Ik heb de gedachte om het handelsregister aan te wijzen als controlerende instantie voorgelegd aan de Vereniging van Kamers van Koophandel. De Vereniging heeft mij medegedeeld dat zij de bezwaren tegen dit systeem als hiervoor geschetst volledig deelt.

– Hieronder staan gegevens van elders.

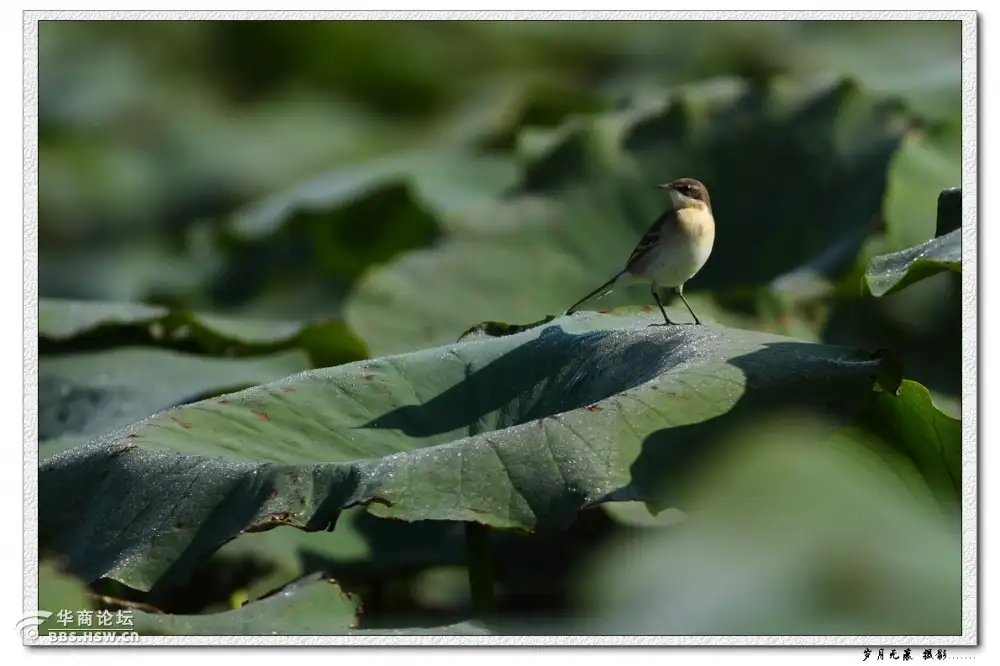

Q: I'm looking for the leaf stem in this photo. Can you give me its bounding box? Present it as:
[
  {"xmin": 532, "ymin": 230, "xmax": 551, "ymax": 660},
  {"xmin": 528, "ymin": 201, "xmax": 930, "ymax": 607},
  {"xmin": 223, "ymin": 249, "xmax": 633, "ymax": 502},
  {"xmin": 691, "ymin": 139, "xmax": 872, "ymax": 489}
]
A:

Uit dit alles blijkt wel, dat ik de vraag of dit systeem voor bonafide buitenlandse vennootschappen zodanig onaantrekkelijk wordt dat de voordelen van het incorporatiestelsel worden tenietgedaan, anders beantwoord dan de leden van de fractie van de PvdA. Bijzonder onaantrekkelijk in het door deze leden bepleite stelsel vind ik, dat het ervan uitgaat dat de wet de (vele) goeden doet lijden onder de (weinige) slechten. Het is jammer genoeg niet altijd te vermijden dat bij de bestrijding van misstanden de wetgever daartoe wordt gedwongen, maar dan moet er toch ten minste een zekere proportionaliteit bestaan tussen de ernst van het te bestrijden maatschappelijke euvel en de maatregelen waarmee men dit denkt te moeten bestrijden. Naar mijn gevoel hebben de leden van de PvdA aan dit voor de wetgeving zo belangrijke algemene beginsel te weinig aandacht gegeven in hun voorstel. Anders dan zij ben ik voorshands van oordeel dat het misbruik van internationaal privaatrecht dat wordt gemaakt door formeel buitenlandse vennootschappen niet kan worden beschouwd als een maatschappelijk kwaad van een zodanige ernst, dat dit alleen bestreden kan worden op de door hen voorgestelde, buitengewoon ingrijpende wijze. Ik blijf van mening dat het wetsvoorstel voldoende effectief is om aan het misbruik een einde te maken of terug te dringen. Het vormt een adequate correctie van het incorporatiestelsel, waarop het geen onaanvaardbare inbreuk maakt. Ik hoop met de vorenstaande beschouwingen te hebben voldaan aan het verzoek om een uitvoerige reactie. Tevens hoop ik dat zij de leden van de PvdA-fractie aanleiding geven hun standpunt in nadere overweging te nemen.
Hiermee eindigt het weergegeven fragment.